Just wanted to get some advice on a content aggregation project I'm working on.
I'll be sucking content from multiple XML feeds (Atom and custom XML feeds). I'm going to use either FeedAPI or SimpleFeed. I haven't decided that yet, but I'm sure either will work just fine for the basic requirements. I'm using Drupal 6.x.
The content I'm sucking in should adhere to a fixed taxonomy I already have defined. It's a hierarchical taxonomy with (theoretically) unlimited depth. Due to some other requirements I have to store the taxonomy details in a separate, custom database. Whether that database is in the same physical db as Drupal tables doesn't matter. If it needs to be, then I'll put it there. Tagging the content with the proper taxonomy is most likely going to be largely a manual process, unfortunately. There will be less than a thousand records a day in those feeds. Not all of them will be tagged with the taxonomy.

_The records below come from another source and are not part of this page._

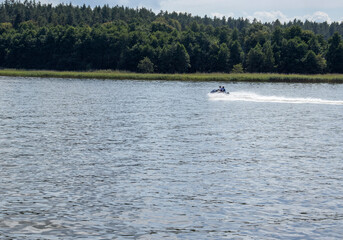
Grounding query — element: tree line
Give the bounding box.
[0,0,343,74]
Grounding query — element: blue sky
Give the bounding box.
[41,0,343,22]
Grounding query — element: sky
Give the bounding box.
[41,0,343,23]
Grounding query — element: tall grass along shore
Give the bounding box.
[0,69,343,83]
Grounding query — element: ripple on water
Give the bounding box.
[0,77,343,239]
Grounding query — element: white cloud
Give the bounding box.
[245,11,332,23]
[211,13,235,18]
[245,11,290,22]
[307,11,332,23]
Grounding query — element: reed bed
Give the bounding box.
[0,69,343,83]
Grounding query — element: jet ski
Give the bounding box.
[210,89,230,94]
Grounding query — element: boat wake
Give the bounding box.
[208,92,343,105]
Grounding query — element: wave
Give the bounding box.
[208,92,343,105]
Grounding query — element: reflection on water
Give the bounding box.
[0,77,343,239]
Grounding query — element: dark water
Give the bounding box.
[0,77,343,239]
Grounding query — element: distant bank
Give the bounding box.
[0,69,343,83]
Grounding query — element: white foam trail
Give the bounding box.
[208,92,343,105]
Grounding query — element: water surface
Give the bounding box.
[0,77,343,239]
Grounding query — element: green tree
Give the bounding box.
[229,41,243,70]
[231,63,244,73]
[326,32,343,73]
[262,41,275,72]
[302,50,326,74]
[172,43,191,73]
[216,43,230,72]
[137,57,155,73]
[246,43,265,72]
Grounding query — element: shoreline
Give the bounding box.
[0,69,343,83]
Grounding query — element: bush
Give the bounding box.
[137,57,155,73]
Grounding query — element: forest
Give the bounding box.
[0,0,343,74]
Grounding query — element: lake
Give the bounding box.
[0,77,343,239]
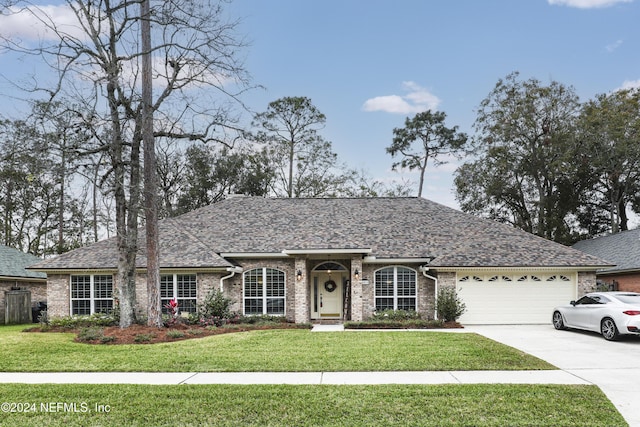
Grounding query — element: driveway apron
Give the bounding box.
[465,324,640,427]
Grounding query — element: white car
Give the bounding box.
[552,292,640,341]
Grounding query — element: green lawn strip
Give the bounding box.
[0,384,627,427]
[0,327,554,372]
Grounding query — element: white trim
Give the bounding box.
[242,267,287,317]
[362,256,435,268]
[373,265,420,312]
[69,274,116,316]
[219,252,285,258]
[0,276,47,284]
[158,272,200,313]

I will not be using Drupal for the user interface, just for publishing (or admin) functionality. The user interface will be custom PHP code using custom SQL queries against multiple data sources, incl. the Drupal db. Yes, I'm aware of the downsides.
What are my best options on using this external database with Drupal as I ingest content from my content publishing sources?
One potential solution I have is to ingest the content in multiple steps:
Use a non-Drupal to pre- or post-process the data feeds for the taxonomy information. Store a unique identifer (URL, whatever) for the content, and its taxonomy in a custom db, using the unique identifier as a foreign key between the custom db and Drupal db records. Then Use Drupal to ingest the actual content of the feeds into Drupal's db. Link the two databases at the user interface with the unique identifier.
Could I do something like this entirely within Drupal, or do I have to create an out-of-Drupal process for tacking the taxonomy on my content? I think either way will be ok, but I'd, of course, prefer to work entirely within Drupal, if I can.
Is there a way to bend Drupal to use this "taxonomy db" rather than its own taxonomy db tables? If so, how would I go about making that happen. I have relatively little experience with Drupal in this respect.
Has anyone done something similar before?
Thanks for everyone for any suggestions.